Is it possible to cast an array of one type to an array of another type whose size is different?

Question

For example, can I take

int array[12];

and cast it to a char[48] simply by casting the pointer, and given the assumption that int is 4 bytes on my machine? What would be the proper syntax for this, and would it apply generally?
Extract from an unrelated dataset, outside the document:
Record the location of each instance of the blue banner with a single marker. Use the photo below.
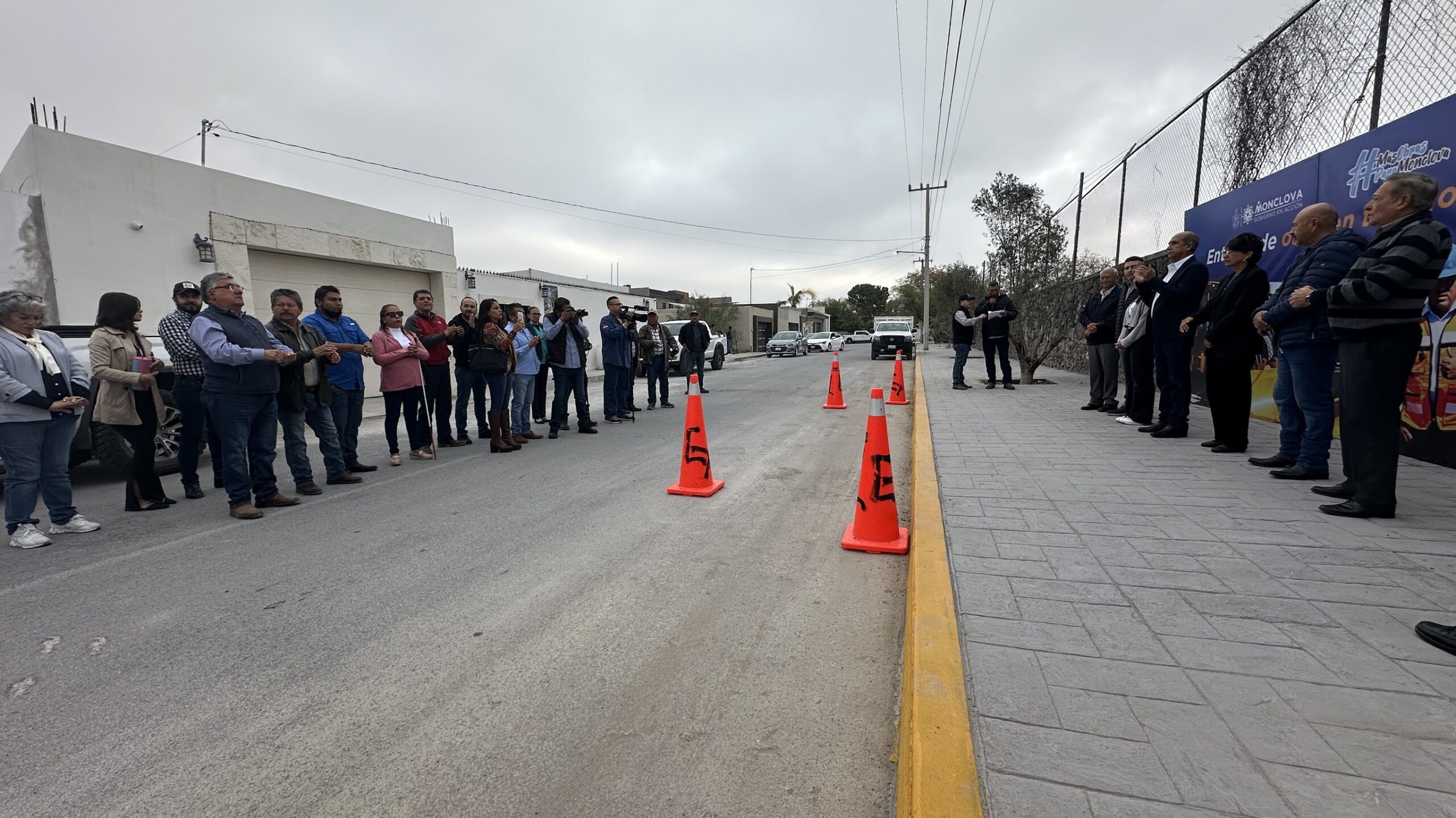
(1346, 177)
I understand that the size of the new array wouldn't be explicit, i.e. I'd have to do the division myself, again, knowing that on my machine int is 4 bytes.

Answer 1

The proper C++ way is with reinterpret_cast :

int array[12];
char* pChar = reinterpret_cast<char*>(array);

You should note that sizeof(array) will be 12*sizeof(int) which is equal to 12 * (sizeof(int) / sizeof(char)), which in most (if not any) machine is larger than sizeof(char[3]) since sizeof(char) is usually a quarter of sizeof(int).
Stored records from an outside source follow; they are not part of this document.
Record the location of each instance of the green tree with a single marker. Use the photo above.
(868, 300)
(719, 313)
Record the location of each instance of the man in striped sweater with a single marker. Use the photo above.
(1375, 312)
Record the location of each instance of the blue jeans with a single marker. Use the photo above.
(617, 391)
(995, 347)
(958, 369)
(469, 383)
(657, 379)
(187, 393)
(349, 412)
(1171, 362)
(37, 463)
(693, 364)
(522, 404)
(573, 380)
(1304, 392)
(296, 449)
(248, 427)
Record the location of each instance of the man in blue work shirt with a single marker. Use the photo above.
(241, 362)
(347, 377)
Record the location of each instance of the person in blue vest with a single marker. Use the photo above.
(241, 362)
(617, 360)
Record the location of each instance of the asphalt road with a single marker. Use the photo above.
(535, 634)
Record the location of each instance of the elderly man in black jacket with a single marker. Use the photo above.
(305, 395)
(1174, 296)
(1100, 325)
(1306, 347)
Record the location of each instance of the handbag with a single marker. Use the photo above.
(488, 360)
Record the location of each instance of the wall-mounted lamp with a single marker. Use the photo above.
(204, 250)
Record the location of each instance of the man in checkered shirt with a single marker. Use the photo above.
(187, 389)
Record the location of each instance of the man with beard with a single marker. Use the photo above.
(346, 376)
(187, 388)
So int array[12]; can be interpeted as char array[12*4];

Answer 2

You can cast most pointer types to most other pointer types using reinterpret_cast.

Usage to : auto ptr = reinterpret_cast<char*>(array);.
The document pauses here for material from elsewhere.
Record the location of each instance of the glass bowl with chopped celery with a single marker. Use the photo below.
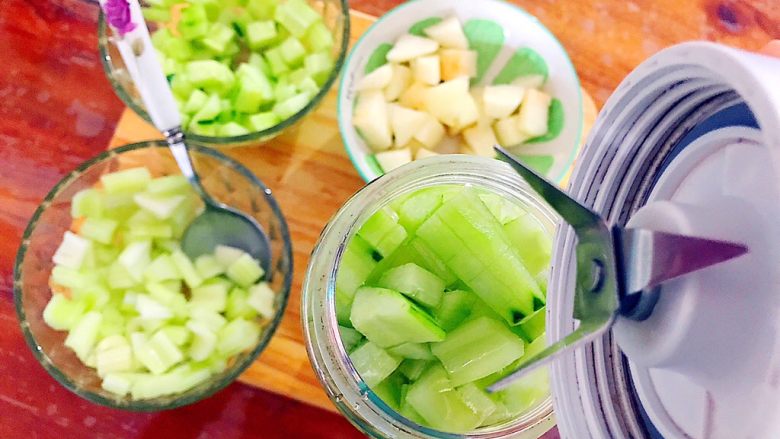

Rather than rely on the fact that int is 4 bytes on your system, you can use sizeof(int) as a constant instead. The wording of your question makes it seem like you may be confused about the "size" of the array when cast to char*. int is sizeof(int) times larger than char. If sizeof(int) == 4 then your ints take up 4 * 12 = 48 bytes in your array, not 3.

Answer 3

 int array[12];
 char * p = (char *) array;
 // do what you want with p

Of course, p doesn't have the type char[3], but this probably doesn't matter to you.